Introduction

This is a milestone report of the Data Science Specialization SwiftKey Capstone. The aim of this project is to apply data science in the area of natural language processing using a data-set from a corpus called HC Corpora[1]. The goal is create a data product by creating a predictive text model that can predict the next word that the user will write using a smart keyboard.

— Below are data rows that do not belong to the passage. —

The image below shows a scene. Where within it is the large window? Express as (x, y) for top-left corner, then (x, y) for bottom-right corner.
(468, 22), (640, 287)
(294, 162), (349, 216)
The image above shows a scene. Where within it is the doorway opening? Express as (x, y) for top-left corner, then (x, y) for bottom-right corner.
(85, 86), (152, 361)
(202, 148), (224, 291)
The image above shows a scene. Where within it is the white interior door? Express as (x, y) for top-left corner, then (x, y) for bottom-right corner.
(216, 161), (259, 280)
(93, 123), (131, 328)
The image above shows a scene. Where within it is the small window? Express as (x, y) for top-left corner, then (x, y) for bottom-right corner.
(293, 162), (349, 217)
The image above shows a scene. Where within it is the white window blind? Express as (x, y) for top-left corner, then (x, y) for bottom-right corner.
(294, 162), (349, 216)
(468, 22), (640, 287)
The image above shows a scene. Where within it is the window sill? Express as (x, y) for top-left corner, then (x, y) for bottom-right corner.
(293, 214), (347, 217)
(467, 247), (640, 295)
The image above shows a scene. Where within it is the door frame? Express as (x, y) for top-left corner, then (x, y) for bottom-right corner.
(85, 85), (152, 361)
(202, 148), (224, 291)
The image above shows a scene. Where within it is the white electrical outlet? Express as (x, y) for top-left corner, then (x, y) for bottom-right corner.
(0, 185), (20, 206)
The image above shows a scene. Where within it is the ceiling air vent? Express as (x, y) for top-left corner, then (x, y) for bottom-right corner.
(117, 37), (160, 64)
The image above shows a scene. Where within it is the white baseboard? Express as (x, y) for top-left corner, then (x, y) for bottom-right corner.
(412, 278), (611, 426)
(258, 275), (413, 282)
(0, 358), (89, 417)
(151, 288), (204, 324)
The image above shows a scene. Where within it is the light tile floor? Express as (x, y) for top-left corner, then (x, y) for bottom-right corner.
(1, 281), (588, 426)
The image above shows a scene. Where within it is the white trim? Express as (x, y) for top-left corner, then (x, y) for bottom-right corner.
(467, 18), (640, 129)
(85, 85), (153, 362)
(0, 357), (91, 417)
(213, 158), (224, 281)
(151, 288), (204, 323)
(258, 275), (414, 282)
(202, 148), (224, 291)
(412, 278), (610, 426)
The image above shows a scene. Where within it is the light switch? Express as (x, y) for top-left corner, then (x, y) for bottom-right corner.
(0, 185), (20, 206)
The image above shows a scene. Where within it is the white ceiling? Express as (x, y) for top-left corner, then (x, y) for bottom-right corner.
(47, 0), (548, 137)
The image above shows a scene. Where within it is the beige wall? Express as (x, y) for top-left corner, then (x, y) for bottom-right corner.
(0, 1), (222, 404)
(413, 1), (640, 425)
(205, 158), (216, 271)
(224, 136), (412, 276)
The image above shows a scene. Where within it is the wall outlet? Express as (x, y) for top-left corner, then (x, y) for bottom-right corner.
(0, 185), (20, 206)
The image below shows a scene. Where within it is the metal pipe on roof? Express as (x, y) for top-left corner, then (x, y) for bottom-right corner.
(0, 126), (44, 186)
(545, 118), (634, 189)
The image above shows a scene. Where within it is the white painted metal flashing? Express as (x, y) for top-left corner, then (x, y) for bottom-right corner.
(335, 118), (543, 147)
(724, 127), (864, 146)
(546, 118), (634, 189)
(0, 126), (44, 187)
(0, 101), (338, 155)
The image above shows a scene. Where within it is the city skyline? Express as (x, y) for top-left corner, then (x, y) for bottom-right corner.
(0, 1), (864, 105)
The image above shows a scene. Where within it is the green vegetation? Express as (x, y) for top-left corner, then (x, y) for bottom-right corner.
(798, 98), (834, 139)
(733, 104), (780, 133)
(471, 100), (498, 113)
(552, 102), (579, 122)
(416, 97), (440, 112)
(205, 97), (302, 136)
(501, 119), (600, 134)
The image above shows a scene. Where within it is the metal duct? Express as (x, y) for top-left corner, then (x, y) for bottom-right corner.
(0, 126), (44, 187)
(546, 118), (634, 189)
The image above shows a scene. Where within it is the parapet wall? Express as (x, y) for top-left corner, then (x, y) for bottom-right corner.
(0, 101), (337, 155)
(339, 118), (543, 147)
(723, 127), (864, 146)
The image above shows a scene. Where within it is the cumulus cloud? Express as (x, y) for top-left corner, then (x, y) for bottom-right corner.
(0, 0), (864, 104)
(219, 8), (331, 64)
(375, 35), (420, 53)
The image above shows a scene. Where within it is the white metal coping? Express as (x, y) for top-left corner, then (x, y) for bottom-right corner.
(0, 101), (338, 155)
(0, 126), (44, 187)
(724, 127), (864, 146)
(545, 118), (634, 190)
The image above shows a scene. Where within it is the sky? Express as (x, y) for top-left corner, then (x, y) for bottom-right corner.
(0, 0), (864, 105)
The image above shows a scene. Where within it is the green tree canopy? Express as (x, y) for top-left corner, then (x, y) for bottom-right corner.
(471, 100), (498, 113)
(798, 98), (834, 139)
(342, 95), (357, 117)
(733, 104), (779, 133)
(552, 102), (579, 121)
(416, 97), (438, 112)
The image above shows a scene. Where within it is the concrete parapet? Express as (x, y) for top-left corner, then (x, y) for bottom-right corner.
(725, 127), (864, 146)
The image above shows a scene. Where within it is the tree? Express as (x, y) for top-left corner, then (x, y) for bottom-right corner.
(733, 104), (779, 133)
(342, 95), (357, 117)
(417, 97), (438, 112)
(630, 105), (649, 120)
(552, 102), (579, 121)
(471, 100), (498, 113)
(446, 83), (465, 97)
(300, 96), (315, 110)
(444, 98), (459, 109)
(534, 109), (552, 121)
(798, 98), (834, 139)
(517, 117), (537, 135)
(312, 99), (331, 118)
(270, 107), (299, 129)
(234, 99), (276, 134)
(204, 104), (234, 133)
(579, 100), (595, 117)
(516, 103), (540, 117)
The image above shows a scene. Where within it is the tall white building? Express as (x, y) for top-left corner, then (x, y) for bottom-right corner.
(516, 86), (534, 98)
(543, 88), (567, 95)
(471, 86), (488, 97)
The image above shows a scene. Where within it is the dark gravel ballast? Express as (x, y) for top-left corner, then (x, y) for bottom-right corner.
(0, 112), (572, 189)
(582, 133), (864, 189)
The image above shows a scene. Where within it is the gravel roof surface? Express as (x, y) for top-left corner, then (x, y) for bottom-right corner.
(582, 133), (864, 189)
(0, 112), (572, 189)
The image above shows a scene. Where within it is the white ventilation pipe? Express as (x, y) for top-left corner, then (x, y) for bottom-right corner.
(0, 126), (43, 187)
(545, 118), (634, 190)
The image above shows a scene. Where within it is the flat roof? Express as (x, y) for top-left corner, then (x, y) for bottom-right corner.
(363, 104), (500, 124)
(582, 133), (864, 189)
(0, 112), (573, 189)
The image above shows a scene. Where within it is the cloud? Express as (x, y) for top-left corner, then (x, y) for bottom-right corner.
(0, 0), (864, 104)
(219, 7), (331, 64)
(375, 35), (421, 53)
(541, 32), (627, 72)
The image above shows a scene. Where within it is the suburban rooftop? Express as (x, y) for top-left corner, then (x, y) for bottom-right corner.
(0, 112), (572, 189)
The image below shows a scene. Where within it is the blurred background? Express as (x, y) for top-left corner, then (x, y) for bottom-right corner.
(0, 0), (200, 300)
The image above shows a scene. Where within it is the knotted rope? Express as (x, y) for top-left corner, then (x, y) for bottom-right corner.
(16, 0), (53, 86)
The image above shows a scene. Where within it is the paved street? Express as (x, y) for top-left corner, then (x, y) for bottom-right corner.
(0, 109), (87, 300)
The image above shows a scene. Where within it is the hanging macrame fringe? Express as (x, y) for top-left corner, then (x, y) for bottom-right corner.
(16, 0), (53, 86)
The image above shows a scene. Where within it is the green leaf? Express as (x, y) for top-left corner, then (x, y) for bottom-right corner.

The basic goal of this milestone report using R[2] is to load and clean the data that will be used later to create a predictive model, to do some basic exploratory analysis of the data, to report any interesting findings and to get feedback on our plans for creating a prediction algorithm and Shiny app. This report is a R markdown document that can be processed by knitr[3-5]. This report contain a summary, 7 figures, 2 tables and to be appreciated by a non-data scientist manager complex R code are only available in the appendix.

Summary

In conclusion we learn how to clean the data-set to select a final list of words and to create n-grams. For a Shiny web application, the key point is to be fast so we will have to optimize all steps by using optimal R tools, use sub sample form the full data-set or local file with final clean data-sets.

Exploratory Data Analysis

Loading of the data-sets

The data-set come from a corpus called HC Corpora[1] and can be downloaded from the Coursera link: Coursera-SwiftKey [1,41 GB] using the R code of appendix I.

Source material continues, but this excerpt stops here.